Novembro de 1934



Dizia a minha mãe e os familiares mais directos e contemporâneos, que eu nasci à 01 h 15, no dealbar do dia 4 de Novembro do ano da Graça de 1934. Foi “da graça“ porque o ano, ao que também dizem, foi de boas colheitas de toda a natureza. O meu pai, por exemplo, era muito enfático nessa opinião. E foi já num domingo, para que para mim fosse sempre tido como tal.

O parto teve lugar em casa, assistido pela parteira oficial da terra, que essas modernices das maternidades ou hospitais só viriam bastante mais tarde e a destempo no caso vertente.
Tão relevante acontecimento teve lugar no Pombalinho, descuido de uma mosca num mapa das estradas a sul da Golegã, perto do Tejo e da terra que o Saramago fez nascer para a curiosidade pública, a Azinhaga, cuja localização tem sido objecto de alguma pesquisa depois de 1999. Ribatejano, e Escorpião para os curiosos da astrologia.

Não houve posteriores eventos similares.

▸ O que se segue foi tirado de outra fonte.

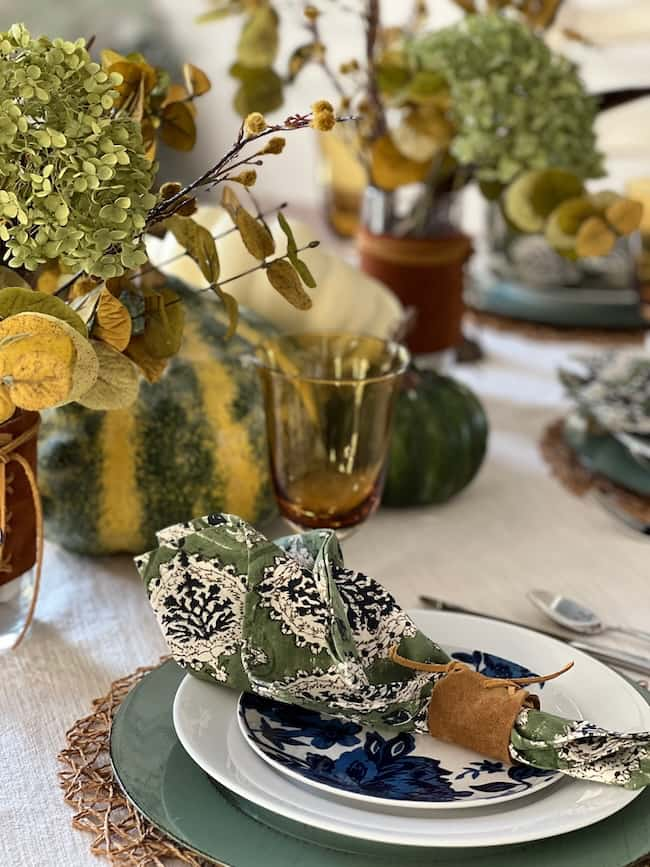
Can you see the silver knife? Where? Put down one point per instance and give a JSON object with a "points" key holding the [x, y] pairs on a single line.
{"points": [[610, 655]]}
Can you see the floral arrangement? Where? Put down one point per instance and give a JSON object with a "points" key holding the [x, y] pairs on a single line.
{"points": [[484, 99], [82, 313]]}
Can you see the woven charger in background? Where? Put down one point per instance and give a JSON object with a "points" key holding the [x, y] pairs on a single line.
{"points": [[576, 478], [123, 836]]}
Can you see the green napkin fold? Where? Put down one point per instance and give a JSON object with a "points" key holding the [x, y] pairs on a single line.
{"points": [[286, 620]]}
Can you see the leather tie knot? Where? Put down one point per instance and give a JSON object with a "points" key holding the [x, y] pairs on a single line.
{"points": [[472, 710]]}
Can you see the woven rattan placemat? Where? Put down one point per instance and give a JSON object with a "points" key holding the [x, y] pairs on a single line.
{"points": [[119, 832], [537, 331]]}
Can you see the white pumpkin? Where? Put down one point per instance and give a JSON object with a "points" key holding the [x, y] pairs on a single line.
{"points": [[345, 299]]}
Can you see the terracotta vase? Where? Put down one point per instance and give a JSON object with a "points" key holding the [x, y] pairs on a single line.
{"points": [[20, 536], [427, 276]]}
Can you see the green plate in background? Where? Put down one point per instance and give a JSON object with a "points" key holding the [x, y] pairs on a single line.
{"points": [[181, 800], [603, 454], [563, 307]]}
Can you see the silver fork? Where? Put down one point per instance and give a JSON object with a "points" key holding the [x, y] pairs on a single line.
{"points": [[609, 504]]}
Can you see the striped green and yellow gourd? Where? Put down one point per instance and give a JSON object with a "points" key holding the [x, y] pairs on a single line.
{"points": [[192, 443]]}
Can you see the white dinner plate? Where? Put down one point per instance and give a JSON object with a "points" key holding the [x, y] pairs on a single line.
{"points": [[206, 725], [376, 766]]}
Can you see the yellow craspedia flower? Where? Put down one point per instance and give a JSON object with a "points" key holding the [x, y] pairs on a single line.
{"points": [[322, 105], [246, 179], [255, 123], [324, 121]]}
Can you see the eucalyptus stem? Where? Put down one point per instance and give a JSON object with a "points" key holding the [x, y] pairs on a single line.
{"points": [[217, 172], [259, 267], [378, 117]]}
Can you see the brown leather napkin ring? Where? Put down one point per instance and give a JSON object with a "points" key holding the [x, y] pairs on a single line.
{"points": [[474, 711]]}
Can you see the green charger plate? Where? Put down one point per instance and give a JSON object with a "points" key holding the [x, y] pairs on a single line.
{"points": [[166, 786], [601, 453], [568, 308]]}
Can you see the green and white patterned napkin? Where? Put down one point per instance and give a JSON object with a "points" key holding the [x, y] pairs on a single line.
{"points": [[613, 390], [288, 621]]}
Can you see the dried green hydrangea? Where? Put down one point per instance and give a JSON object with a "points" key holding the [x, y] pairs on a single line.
{"points": [[75, 180], [515, 103]]}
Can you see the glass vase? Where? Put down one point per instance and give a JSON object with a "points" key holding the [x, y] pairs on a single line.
{"points": [[329, 402]]}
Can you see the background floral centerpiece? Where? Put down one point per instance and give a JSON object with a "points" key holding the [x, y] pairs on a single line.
{"points": [[484, 100]]}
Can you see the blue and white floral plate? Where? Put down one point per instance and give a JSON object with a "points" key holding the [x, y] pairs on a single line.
{"points": [[377, 766], [205, 720]]}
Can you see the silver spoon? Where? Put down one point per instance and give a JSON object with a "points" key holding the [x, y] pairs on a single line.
{"points": [[575, 616]]}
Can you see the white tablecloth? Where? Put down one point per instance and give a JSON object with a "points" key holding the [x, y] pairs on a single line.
{"points": [[515, 528]]}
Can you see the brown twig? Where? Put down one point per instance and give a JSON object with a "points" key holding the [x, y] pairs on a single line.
{"points": [[378, 118], [216, 174], [261, 266]]}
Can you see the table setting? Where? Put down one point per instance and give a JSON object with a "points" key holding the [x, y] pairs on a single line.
{"points": [[306, 555]]}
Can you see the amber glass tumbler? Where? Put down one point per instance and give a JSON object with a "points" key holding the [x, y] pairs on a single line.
{"points": [[329, 402]]}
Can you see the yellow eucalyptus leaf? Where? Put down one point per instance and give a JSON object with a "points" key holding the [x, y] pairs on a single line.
{"points": [[564, 223], [534, 195], [425, 132], [196, 81], [152, 368], [624, 215], [177, 128], [81, 287], [232, 309], [391, 169], [285, 279], [13, 301], [594, 238], [257, 238], [37, 372], [261, 89], [10, 279], [258, 41], [49, 276], [199, 244], [163, 325], [110, 58], [116, 386], [46, 331], [112, 321], [7, 406]]}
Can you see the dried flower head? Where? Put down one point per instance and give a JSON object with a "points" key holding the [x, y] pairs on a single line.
{"points": [[324, 121], [515, 103], [255, 123], [274, 145], [246, 179], [322, 105], [75, 178], [348, 67]]}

Fui portanto, domesticamente falando, exemplar único, condição que os meus pais não quiseram alterar.
Diga-se de passagem que essa circunstância, em certas alturas, não foi do meu inteiro agrado, tanto assim que escrevi na página interior do meu livro da primeira classe que a minha mãe guardava religiosamente e sobrou de uma cheia do Tejo que lhe entrou em casa em 1979 e levou muitos outros por água abaixo: “este livro há-de ser para o meu irmão”. Sem erros ortográficos.

Mais tarde, preocupou-me a ideia um tanto fixa do que seria para os meus pais o meu eventual desaparecimento por uma qualquer razão e forma. Confesso que, com alguma angústia, tal coisa me vinha à cabeça de quando em vez guardando eu disso segredo, tudo constituindo matéria para boas elaborações psicológicas por quem as saiba fazer. É matéria seguramente já estudada.

Mas tenho uma irmã colaça, a Maria Adelaide, um mês mais velha do que eu.
A mãe dela, então abundante de físico e de leite, a Maria Saúde, era vizinha dos meus pais e a minha teve um percalço nos seios que lhe tornava tormentoso o meu aleitamento com a matéria-prima da casa.
Fui bem tratado. E eu e a minha “irmã” comemoramos a circunstância de quando em vez, participando ela até com um excelente pão caseiro que fabrica em casa como em antigos tempos. Com chouriço.